I have observed the User Agent "BAV2ROPC" in brute-force attempts and password spraying activity. BAV2ROPC's appearance is likely is determined by the use of legacy clients and authentication such as IMAP.

Whilst I wasn't able to find any specific documentation for it, I figured BAV2ROPC is an acronym for "Basic Authentication Version OAuth2 Resource Owner Password Credentials".

It is worth noting though, the User Agent itself is not necessarily an indication of attack.
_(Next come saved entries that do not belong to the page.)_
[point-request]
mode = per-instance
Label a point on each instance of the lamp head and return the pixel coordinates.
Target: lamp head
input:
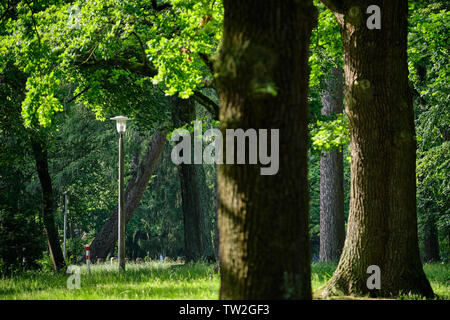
(121, 123)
From my experience the User Agent "BAV2ROPC" is also often noted for legitimate logons by legacy clients using legacy authentication (typically service accounts).

You should be able to identify pretty quickly if the authentication is legitimate or not through IP geolocation, reputation etc. but also be on the lookout for multiple 'UserLoginfailed' operations which are followed by a 'UserLoggedIn' operation involving the UserAgent.

See below for some screenshots of what BAV2ROPC authentication activity looks like in the UAL and Azure Active Directory Sign-In Logs.

Creating Activity Policy

Defender for Cloud Apps offers you a chance to spot some of this activity by alerting on the use of 'suspicious User Agents'.

To do so, Create an Activity Policy based of the "Activities from suspicious user agents" policy template and add the User Agents you'd like to treat as suspicious which can hopefully give you the heads up on tenant scanning.